I certainly don't feel the same sympathy for George Lucas and Steven Spielberg, the other two-thirds of the Indy triumvirate. Lucas went up his own ass years ago, of course, and his penchant for winking, generally CGI-enabled cutesiness is all over this goddamn thing. But I'd made peace with that long before Indy 4 came around. Spielberg, on the other hand, knows better, perhaps more than anyone else involved. There's a half-assedness on display here that's entirely uncommon to The Beard, and enough of those moments accumulate over the course of the film that it kinda forces you to wonder: did he really want to make this movie? Did there come a point where he just said "Fuck it" and bowed to the whims of Lucas? Maybe I'm blinded by my own love for the guy, but...look, if Spielberg watched the final cut of this film and felt great about what he saw, I'll eat Indy's fedora.
While my opinion of Indiana Jones And The Kingdom Of The Crystal Skull has not changed over time, I'm glad I rewatched it. Recently, rumors have circulated that a reboot might be in the works, with Chris Pratt taking up the Indy mantle, perhaps with Spielberg at the helm. On the one hand, I think that-- if you're gonna do it-- a reboot's the only way to go (perhaps they'll take Devin's advice on how to pull off a soft reboot). On the other hand, rewatching Indy 4 has reminded me how Quixotic the idea of recapturing the Indiana Jones magic really is. Perhaps I'll revisit it every year or so going forward, just to remind myself how important it is to keep my expectations in check.
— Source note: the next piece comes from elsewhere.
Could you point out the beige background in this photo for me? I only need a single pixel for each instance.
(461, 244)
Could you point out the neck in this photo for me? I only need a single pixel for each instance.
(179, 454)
PS: Please remind me I said that when the Indy 5 trailer hits.
* = My ongoing excitement over Mad Max Fury Road will end up serving as either a counter-argument to the lesson learned by Indy 4 or as negative reinforcement of the same idea. Only time will tell (but come on dude I'm sure it's gonna be so badass).
** = Hilariously, I still kinda fall for it: rewatching that trailer for this post, I got excited all over again when John Williams' iconic "Raiders March" kicked in on the soundtrack. I had to slap myself full across the face to remind myself what was happening. What a sucker I am.
*** = Indy 4 must feature the worst CGI Spielberg's ever put onscreen. Nothing else comes close.
**** = I was Tweeting about Indy 4 as I rewatched it this weekend, and when the "Monkey" scene arrived, @ryanrochnroll pointed out that the monkeys were given CGI hairdos to mirror Mutt's. At first I thought he was joking, and then I saw it with my own eyes. Unbelievable.